Podemos usar as raízes para impulsionar Emma para pontos de “gancho”, além de alongar elas horizontalmente ou verticalmente para alcançar prédios ou plataformas distantes. Verticalidade é uma palavra chave aqui. Como o game segue uma estrutura de semi-mundo aberto, em muitos mapas a exploração se expande de baixo pra cima.
Em alguns mapas isso acaba sendo excessivo e foi um aspecto que me incomodou bastante. Ao explorar, podemos encontrar Santuários, e toda vez que interagimos com 10 deles, ganhamos um frasco a mais da poção de cura. Também podemos encontrar Mudas de Plantas, Lâminas e Inimigos Elite. As atividades secundárias seguem a linha tradicional de RPGs.

Um aspecto que me surpreendeu bastante foram os sistemas de gerenciamento presentes no QG. Podemos criar galinhas e cultivar plantas. Os ovos e as plantas podem ser usados em outro sistema, o de Culinária. Ao realizar uma receita pela primeira vez, ganhamos um bônus permanente em atributos como Ataque Crítico, Poder de Habilidade e mais.
Beast of Reincarnation é um “RPG-lite”, puxado mais pra ação, logo, fiquei surpreso com essa quantidade de sistemas no QG. A exploração ficou aquém pra mim por dois grandes motivos. Temos uma quantidade gigantesca de paredes invisíveis e não existe um indicador claro no level design sobre quando podermos acessar uma área ou não. Por exemplo, você vê um prédio com uma fumaça vermelha no topo dele.
Você tenta alcançar esse prédio pelo caminho principal e não tem como por conta das paredes invisíveis. Daí você precisa ficar usando as raízes pra ir subindo verticalmente, tentando achar um ponto sem a parede invisível bloqueando o caminho, para explorar o prédio. Isso acontece MUITAS vezes ao longo da campanha!
Agravando o problema, temos uma direção de arte que também deixa a desejar. Com exceção do primeiro mapa, todos os outros se parecem muito, com quase nenhuma variação estética. As cores são as mesmas e, o pior, os inimigos também são os mesmos por toda a campanha, gerando uma exaustão por repetição.
Além da direção de arte que fica abaixo do esperado, as texturas e qualidade visual em geral lembra mais a de um jogo da geração passada, o próprio NieR Automata por exemplo que serviu como uma das inspirações para Beast of Reincarnation.
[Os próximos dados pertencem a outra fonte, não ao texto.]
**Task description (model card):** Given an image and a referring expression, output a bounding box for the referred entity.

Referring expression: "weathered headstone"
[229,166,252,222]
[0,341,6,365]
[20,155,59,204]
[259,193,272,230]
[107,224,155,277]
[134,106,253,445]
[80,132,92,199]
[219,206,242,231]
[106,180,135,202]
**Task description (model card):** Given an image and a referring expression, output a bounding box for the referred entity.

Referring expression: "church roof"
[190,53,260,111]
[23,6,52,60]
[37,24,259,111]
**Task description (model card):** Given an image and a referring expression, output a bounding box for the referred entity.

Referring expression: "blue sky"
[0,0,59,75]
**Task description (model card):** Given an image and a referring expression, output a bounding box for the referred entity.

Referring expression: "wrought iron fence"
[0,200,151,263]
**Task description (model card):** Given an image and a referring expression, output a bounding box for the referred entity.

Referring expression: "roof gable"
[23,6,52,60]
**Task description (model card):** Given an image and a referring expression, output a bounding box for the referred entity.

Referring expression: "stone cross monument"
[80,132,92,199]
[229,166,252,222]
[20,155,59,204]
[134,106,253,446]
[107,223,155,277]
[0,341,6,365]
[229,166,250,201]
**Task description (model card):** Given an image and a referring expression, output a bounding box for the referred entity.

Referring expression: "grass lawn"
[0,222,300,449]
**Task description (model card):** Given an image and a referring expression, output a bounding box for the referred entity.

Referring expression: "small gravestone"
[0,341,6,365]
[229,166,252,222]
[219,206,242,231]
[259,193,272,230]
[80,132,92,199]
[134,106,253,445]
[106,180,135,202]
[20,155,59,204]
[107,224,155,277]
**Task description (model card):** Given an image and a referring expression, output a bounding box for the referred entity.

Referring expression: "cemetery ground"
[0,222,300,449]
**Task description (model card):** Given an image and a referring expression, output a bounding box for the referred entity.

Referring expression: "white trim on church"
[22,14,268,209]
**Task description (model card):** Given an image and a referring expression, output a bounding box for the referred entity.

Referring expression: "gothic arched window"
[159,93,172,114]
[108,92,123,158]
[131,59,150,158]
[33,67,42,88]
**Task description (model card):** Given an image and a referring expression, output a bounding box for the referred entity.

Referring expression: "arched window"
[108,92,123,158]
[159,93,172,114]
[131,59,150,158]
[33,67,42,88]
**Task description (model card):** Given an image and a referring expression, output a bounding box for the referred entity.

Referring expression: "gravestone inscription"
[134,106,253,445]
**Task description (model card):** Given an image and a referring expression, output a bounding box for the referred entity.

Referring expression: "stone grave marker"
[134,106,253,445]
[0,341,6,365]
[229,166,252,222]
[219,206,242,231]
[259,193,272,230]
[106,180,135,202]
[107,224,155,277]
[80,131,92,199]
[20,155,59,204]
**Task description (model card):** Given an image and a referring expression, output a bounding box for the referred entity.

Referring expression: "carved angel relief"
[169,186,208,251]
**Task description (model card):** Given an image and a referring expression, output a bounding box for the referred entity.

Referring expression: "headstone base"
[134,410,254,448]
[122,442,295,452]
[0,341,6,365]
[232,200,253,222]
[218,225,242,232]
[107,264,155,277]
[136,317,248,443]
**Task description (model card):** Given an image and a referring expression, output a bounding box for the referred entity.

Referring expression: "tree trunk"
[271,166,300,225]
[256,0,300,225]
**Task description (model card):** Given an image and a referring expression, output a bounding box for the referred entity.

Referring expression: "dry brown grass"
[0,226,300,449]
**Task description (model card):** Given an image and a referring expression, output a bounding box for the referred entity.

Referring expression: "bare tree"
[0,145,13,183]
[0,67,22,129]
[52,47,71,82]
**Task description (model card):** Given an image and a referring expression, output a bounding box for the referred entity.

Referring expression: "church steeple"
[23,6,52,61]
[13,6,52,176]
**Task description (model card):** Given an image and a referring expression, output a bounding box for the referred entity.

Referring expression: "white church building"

Precisamos considerar que se trata de um AA. Ao meu ver, teria sido melhor reduzir o escopo do projeto, aprimorando ao máximo esses quesitos. Eu joguei 42 horas no PS5 Pro, no modo PS5 Pro Enhanced, e mesmo assim observei quedas de frames em múltiplas ocasiões. Fora isso, não tive nenhum bug ou crash. No quesito técnico, o departamento que mais exala qualidade é o som. A trilha sonora está fantástica, assim como a dublagem japonesa e efeitos sonoros.
Preciso também falar da minha frustração com o NG+. O jogo te obriga a rejogar a campanha inteira nesse modo para a platina, mas em resumo, nada muda. Os inimigos causam mais dano e recebem um boost de HP e é isso. Não temos novos inimigos, armas, coisas diferentes na história… além disso, não é possível pular boa parte das cutscenes no NG+, apenas as pré-renderizadas.
Review de Beast of Reincarnation – Vale a Pena?
A Game Freak resolveu apresentar uma IP inédita ao mundo dentro do gênero de RPG de ação. O jogo conta uma história interessante, mas que sofre com um ritmo mal dosado, um combate divertido e com ideias novas mas que acaba se esbarrando na repetição excessiva e, por fim, mas não menos importante, uma exploração que aplica um conceito interessante de movimentação mas que é limitada pela falta de expertise técnico.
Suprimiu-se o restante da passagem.